L’absence de cadre réglementaire et d’harmonisation des modes de calcul fait qu’il y a quasiment autant de variétés de scores ESG que d’acteurs en présence, chacun se targuant d’avoir la base de données la plus large et la méthodologie la plus fine. Il n’existe donc pas de « label ESG » à proprement parler mais des indicateurs, plus ou moins fiables selon les sources. Une étude du MIT s’est ainsi penchée sur les divergences entre les scores de six agences différentes.

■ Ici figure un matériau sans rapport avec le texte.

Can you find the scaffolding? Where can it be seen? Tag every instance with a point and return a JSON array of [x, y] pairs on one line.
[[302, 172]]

Une autre, de l’OCDE, a mis en lumière la relative inadéquation des scores « E » pour l’investisseur cherchant à aligner son portefeuille sur une économie à faible bilan carbone – ceci en raison de la multitude de critères utilisés à l’intérieur de cette dimension.

L’Europe légifère pour une communication plus claire

On le voit, même conscient des enjeux, l’investisseur n’est aujourd’hui pas facilement en mesure de baser ses décisions sur des informations claires et uniformes. C’est pour cette raison que l’Europe légifère : non seulement elle rend obligatoire pour les services financiers la publication d’informations liées à la durabilité, mais elle veut aussi harmoniser ces informations. Il s’agit de rendre les règles du jeu équitables pour objectiver au maximum les décisions des investisseurs. Si la mise en conformité des entreprises concernées risque d’être ardue, la portée de la règlementation sera probablement un game-changer pour l’industrie au niveau mondial. Chez easyvest, nous nous préparons à cette échéance et reviendrons vers vous le moment venu, en toute transparence, pour vous expliquer notre politique de durabilité.